US v. Uribe, No. 11-3590 (7th Cir. 2013)-Uribe was driving through the state of Indiana in a blue Nissan registered in Utah. An officer ran the vehicle regisitration which listed the vehicle as white. The officer stopped the vehicle for the color discrepancy. The stop lead to the discovery of a pound pof heroin. Uribe was arrested. Uribe made a motion to suppress the evidence in district court. The motion was granted. The Circuit Court upheld the suppression stating, "investigatory stops based on color discrepancies alone are insufficient to give rise to reasonable suspicion." The suppression of the evidence was affirmed.

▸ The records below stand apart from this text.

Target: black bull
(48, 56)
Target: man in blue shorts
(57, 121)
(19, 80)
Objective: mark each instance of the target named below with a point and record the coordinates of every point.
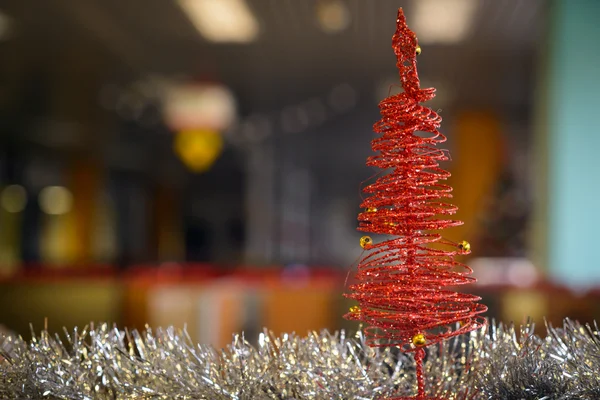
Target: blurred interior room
(199, 163)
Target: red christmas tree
(402, 282)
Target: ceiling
(291, 62)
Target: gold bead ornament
(419, 340)
(464, 246)
(365, 241)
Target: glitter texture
(105, 363)
(401, 280)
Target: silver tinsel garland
(107, 363)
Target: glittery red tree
(403, 280)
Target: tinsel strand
(103, 363)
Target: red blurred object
(401, 280)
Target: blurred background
(199, 162)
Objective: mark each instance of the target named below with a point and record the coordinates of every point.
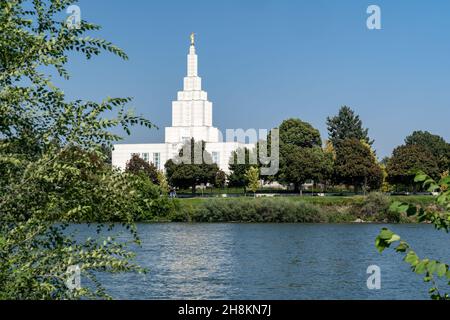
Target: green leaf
(441, 269)
(412, 258)
(420, 268)
(386, 234)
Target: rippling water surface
(272, 261)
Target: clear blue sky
(265, 61)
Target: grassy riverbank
(373, 208)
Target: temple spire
(192, 59)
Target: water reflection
(272, 261)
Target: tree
(439, 215)
(356, 165)
(437, 146)
(192, 166)
(239, 164)
(162, 182)
(299, 133)
(406, 161)
(301, 155)
(299, 165)
(48, 157)
(346, 125)
(221, 179)
(252, 176)
(137, 165)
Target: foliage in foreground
(52, 166)
(439, 216)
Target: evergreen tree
(346, 125)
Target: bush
(153, 204)
(374, 204)
(256, 210)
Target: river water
(272, 261)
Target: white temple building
(192, 117)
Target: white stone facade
(192, 117)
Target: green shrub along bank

US v. Carey, No. 98-3077 (10th Cir. 1999)-Officers obtained a warrant to search a computer for evidence relating to drug dealing. During the search of the computer, the officer discovered an image of child pornography. He expanded from the search authorized for drug related evidence to evidence of child pornography. Over two hundred images were found. The prosecution argued that the images were properly seized since they found as a result of plain view. The Circuit Court, however, suppressed the evidence. It held that once the officer found the first image of child pornography, he should have stopped and obtained another search warrant. The Court rejected the plain view arguement because the officer reasonably suspected the image files contained child pornography, but had to open them to confirm it. He did not have the right to open the closed files.
Brinegar v. United States, 338 U.S. 160, (1949)-Probable Cause-"We deal with probabilities. These are not technical; they are the factual and practical considerations of everyday life on which reasonable and prudent men, not legal technicians, act." And, "Probable cause exists where the facts and circumstances within the officers' knowledge, and of which they have reasonably trustworthy information, are sufficient in themselves to warrant a belief by a man of reasonable caution that a crime is being committed."

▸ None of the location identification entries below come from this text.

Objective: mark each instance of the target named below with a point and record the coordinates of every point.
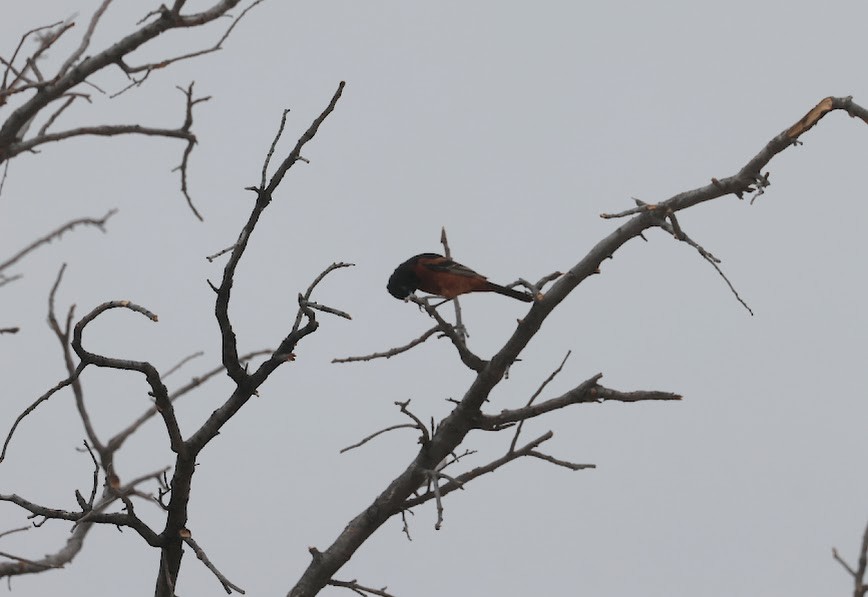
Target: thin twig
(228, 585)
(391, 352)
(534, 397)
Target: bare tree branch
(56, 234)
(392, 351)
(467, 416)
(860, 588)
(228, 586)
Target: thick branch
(452, 430)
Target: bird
(440, 275)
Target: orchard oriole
(438, 275)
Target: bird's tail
(516, 294)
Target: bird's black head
(403, 281)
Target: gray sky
(514, 125)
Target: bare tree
(427, 477)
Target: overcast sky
(514, 125)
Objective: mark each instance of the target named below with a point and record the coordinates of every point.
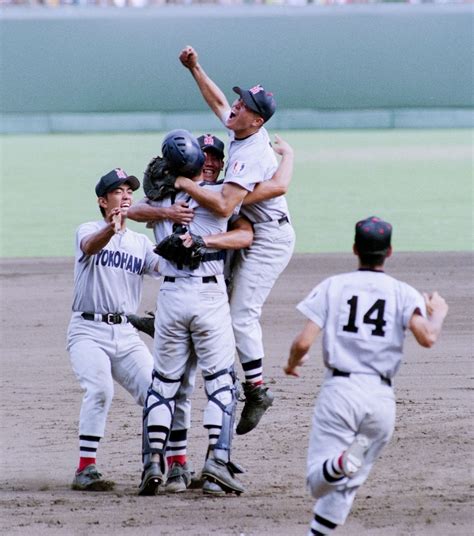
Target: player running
(110, 262)
(251, 161)
(364, 316)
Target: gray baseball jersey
(364, 315)
(108, 282)
(111, 280)
(250, 161)
(204, 223)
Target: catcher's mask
(183, 153)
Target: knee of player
(100, 395)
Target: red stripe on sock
(84, 462)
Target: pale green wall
(327, 66)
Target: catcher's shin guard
(218, 396)
(156, 422)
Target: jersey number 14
(373, 316)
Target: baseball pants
(101, 353)
(256, 270)
(363, 404)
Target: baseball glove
(158, 179)
(172, 249)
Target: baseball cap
(113, 179)
(373, 235)
(258, 100)
(208, 142)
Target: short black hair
(372, 259)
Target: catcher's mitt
(158, 179)
(173, 249)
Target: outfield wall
(89, 69)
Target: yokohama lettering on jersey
(364, 316)
(111, 281)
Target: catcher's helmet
(183, 153)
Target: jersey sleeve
(413, 301)
(151, 259)
(315, 305)
(82, 231)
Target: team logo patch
(238, 167)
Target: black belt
(336, 372)
(108, 318)
(205, 279)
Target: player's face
(121, 197)
(241, 117)
(212, 166)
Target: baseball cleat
(179, 478)
(219, 472)
(152, 478)
(89, 479)
(257, 400)
(353, 458)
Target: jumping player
(192, 316)
(364, 316)
(179, 474)
(251, 161)
(110, 262)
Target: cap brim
(131, 180)
(213, 149)
(247, 98)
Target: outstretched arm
(144, 212)
(239, 236)
(279, 183)
(427, 330)
(93, 243)
(212, 94)
(300, 348)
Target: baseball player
(364, 316)
(179, 476)
(192, 315)
(110, 262)
(251, 161)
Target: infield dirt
(422, 484)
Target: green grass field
(420, 180)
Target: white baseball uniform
(256, 269)
(364, 316)
(192, 314)
(109, 282)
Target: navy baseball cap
(258, 100)
(373, 235)
(208, 142)
(113, 179)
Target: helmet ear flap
(183, 153)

The Court held in this case that an officer's prior knowledge of a person's criminal behavior can be considered along with other facts to determine probable cause eventhough this information cannot be used at trial.
K-9 & Curtilage-
Florida v. Jardines, No. 11–564 (2013)-The Court held that taking a K-9 onto the porch of the defendant's home to sniff for drugs inside is a search and requires consent or a search warrant. The officer entered into the curtilage for evidence gathering purposes in violation of the defendant's Constitutionally protected 4th Amendment rights. See US v. Thomas.

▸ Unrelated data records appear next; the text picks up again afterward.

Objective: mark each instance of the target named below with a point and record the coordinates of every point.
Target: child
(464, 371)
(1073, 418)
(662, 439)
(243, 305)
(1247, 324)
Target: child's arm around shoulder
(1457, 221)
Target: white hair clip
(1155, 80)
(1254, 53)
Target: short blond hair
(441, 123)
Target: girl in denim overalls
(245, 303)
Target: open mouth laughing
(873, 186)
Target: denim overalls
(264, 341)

Rawlings v. Kentucky, 448 U.S. 98 (1980)-Officers were executing a search warrant. Officers searched Ms. Cox's purse and found drugs. Rawlings admitted the drugs were his. He was searched then arrested. Once he admitted ownership of the drugs found in Cox's purse, the police had probable cause to arrest him, and where the arrest followed quickly after the search of petitioner's person it is not important that the search preceded the arrest, rather than vice versa. Rawlings also did not have an expectation of privacy in Cox's purse.
Stop & Frisk:
US v. Black, No. 11-5084 (4th Cir. 2013)-This case deals with Terry stops and searches of individuals based on reasonable suspicion. The case also involves open carry of a firearm. The Court made it very clear that it will not tolerate officers’ misuse of innocent facts as indicators of suspicious activity to detain and/or search people. The Court further said just because an officer has reasonable suspicion that an individual in a group may be engaged in criminal activity, that reasonable suspicion, without further indicators, does not apply to the others in the group. The Court further stated, “The Government attempts to meet its Terry burden by patching together a set of innocent, suspicion-free facts, which cannot rationally be relied on to establish reasonable suspicion.“ There are several key points in this case that the Court made that I recommend reading.
Keep in mind that innocent facts used when considering the totality of the circumstances can help establish reasonable suspicion. This case, however, deals with the misuse of these innocent facts.